Biological Control. A potential biological method of jointed goatgrass control is the use of a Pseudomonas soil bacteria to suppress jointed goatgrass germination and subsequent growth. This research is being conducted by Dr. Kennedy, USDA-ARS. Over 2,000 naturally occurring strains of Pseudomonas bacteria have been screened for activity against jointed goatgrass and wheat. Approximately 3% of the strains inhibit jointed goatgrass by greater than 70% in the initial agar screen without causing significant effects to wheat. Further greenhouse testing has limited the number of potential bacterial isolates to 7. The primary effect of the bacteria appears to be a suppression of root growth, which results in reduced shoot growth. In a field nursery in the 1992-93 season, one isolate reduced jointed goatgrass shoot biomass by 30% and in 1989-90 another isolate reduced the jointed goatgrass stand by 60%.

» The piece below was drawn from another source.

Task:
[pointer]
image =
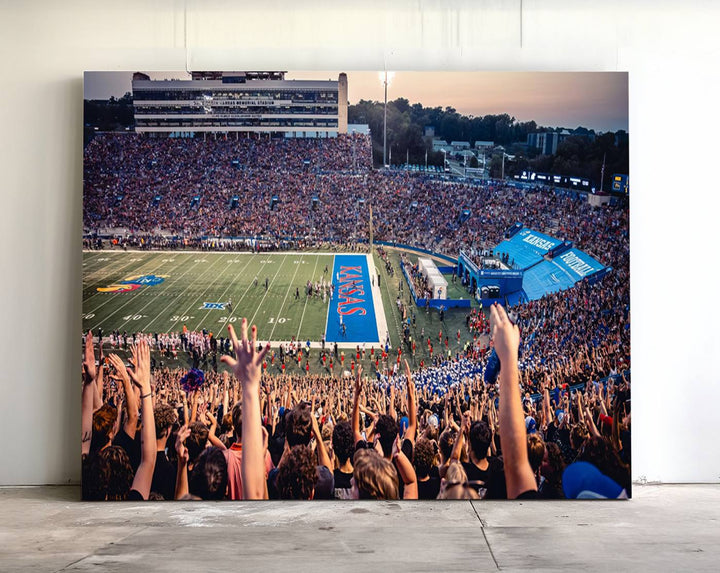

This biocontrol system is similar to an extensive project on bacterial control of downy brome. Both projects are challenged in trying to maximize the bacteria's survival after application to ensure activity. Dry encapsulated formulations have increased the bacteria's survival compared to applications of liquid suspensions. With the downy brome project, all accessions of downy brome are equally susceptible to isolates with activity against that weed. The situation appears more complex with jointed goatgrass. Jointed goatgrass accessions vary in their susceptibility to different bacterial isolates. This may suggest that greater diversity exists in the germplasm among jointed goatgrass than among downy brome.
Ongoing biocontrol research involves screening for active isolates, evaluating the mechanism of the bacteria's suppressive action and population dynamics, and developing technology to improve survival.